Dottrina e giurisprudenza degli ultimi anni avevano abbandonato – secondo questa nuova ricostruzione di Jakobs – l’idea di qualificare la DDR come “Inland” e di conseguenza di riguardare alle questione della Germania “all Grenze”. Poste le motivazioni precedentemente addotte, va dunque aggiunto che i tribunali della Germania unificata, stavano cercando di “arrogarsi” competenze non proprie andando a giudicare di fatti compiuti in uno Stato che era a tutti gli effetti “Sovrano” nel momento in cui tali fatti avvennero. In questo senso l’offensiva di Jakobs nei confronti dell’operato dei tribunali della “seconda transizione” tedesca fu pesante in quanto egli affermò che in uno Stato dove si puniscono retroattivamente dei fatti avvenuti in un altro Stato che all’epoca degli stessi era sovrano, “il diritto giusto non ha tutela per definitionem” inoltre “una punizione

non può pretendere di fondarsi sul diritto naturale, come avverrebbe esigendo di applicare la formula di Radbrcuh”.330 L’autore si interroga allora sulla possibilità – come proposto da Pieroth – di derogare al principio di irretroattività aggiungendo un riferimento costituzionale in tal senso modellato sull’Art.7/co.2 CEDU. Tale soluzione in linea generale non è da escludersi, tuttavia non può essere in alcun modo considerata per il caso di specie perché “i processi istaurati contro simili personaggi rappresentano un

tipo di reazione che non ha a che fare né con compiti di prevenzione generale né con un diritto penale proprio dello Stato di diritto e fondato sulla colpevolezza.”

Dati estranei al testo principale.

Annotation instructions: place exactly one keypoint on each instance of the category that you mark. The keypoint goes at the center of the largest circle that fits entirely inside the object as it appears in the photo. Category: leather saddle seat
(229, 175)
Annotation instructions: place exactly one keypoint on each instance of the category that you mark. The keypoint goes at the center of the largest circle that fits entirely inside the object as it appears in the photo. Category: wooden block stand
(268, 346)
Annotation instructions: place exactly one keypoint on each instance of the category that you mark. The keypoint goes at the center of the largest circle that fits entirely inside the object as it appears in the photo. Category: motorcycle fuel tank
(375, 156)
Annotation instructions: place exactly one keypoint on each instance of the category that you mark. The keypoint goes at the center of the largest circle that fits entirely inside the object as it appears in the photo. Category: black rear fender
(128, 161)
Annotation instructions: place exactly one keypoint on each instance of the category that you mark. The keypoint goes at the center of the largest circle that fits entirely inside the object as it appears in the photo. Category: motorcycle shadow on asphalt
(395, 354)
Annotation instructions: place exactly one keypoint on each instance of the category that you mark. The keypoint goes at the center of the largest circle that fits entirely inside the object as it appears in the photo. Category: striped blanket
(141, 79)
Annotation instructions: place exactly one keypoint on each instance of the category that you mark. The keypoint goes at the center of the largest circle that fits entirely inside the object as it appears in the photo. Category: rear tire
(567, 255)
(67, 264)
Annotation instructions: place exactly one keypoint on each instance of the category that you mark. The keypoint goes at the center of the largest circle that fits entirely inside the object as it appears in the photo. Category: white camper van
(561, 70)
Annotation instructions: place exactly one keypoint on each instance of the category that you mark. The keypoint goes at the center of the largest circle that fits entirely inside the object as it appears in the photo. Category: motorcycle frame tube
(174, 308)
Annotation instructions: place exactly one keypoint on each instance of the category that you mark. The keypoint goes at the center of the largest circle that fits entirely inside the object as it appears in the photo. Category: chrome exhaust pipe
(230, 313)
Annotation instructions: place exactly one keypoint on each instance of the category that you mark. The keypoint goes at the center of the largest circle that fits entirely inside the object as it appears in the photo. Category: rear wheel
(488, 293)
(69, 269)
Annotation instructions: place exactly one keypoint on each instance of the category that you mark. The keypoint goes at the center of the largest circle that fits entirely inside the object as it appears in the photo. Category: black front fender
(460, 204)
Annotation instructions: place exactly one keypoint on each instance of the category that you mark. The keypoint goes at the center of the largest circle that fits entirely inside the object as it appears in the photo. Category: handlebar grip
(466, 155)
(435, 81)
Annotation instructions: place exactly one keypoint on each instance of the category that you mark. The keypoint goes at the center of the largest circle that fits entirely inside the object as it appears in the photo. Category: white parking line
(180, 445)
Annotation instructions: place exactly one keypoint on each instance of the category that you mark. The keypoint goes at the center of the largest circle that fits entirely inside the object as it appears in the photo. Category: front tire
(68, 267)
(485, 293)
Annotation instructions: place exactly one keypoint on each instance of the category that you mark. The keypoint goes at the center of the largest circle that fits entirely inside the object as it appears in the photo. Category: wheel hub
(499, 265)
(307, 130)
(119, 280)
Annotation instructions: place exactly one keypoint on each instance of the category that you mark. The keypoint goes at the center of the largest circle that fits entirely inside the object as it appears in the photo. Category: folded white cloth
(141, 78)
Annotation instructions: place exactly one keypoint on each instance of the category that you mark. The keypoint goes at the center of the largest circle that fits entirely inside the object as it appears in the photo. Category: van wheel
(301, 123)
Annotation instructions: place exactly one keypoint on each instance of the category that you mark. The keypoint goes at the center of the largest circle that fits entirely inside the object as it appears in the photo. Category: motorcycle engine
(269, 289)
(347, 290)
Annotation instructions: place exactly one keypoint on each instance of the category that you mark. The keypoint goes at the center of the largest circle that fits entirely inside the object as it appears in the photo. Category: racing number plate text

In questo senso Jakobs torna al punto di partenza, in quanto, al fine di dare un riscontro alla sua “pretesa impunità”, traccia un parallelo tra l’esperienza di transizione post- comunista e la sua teoria del “diritto penale dei nemico” affermando in tal senso che i tribunali tedeschi non stavano punendo determinati “tipi di individui” in quanto responsabili, bensì in quanto facenti parte di uno specifico tipo di “autore” che, per le sue peculiari caratteristiche, va considerato alla stregua di un nemico dell’ordinamento.

329 Tale posizione ancora più decisa viene assunta in G.JAKOBS, Untaten des StaatesUnrecht im Staat.

Strafe fuer die Toetungen an der Grenze der ehemaligen DDR? in Goltdammer’s Archiv, 1993, p.1 ss.

330

Nell’affermare questa tesi, Jakobs – secondo quanto riporta Vassalli – cita un passo di Thomasius: “Cave tamen, ne putes, legem naturalem et humanam esse species eiusdem naturae. Lex naturali set divina magis ad consilia pertinet, quam ad imperia, lex humana proprie dicta non nisi de norma imperii dicitur”.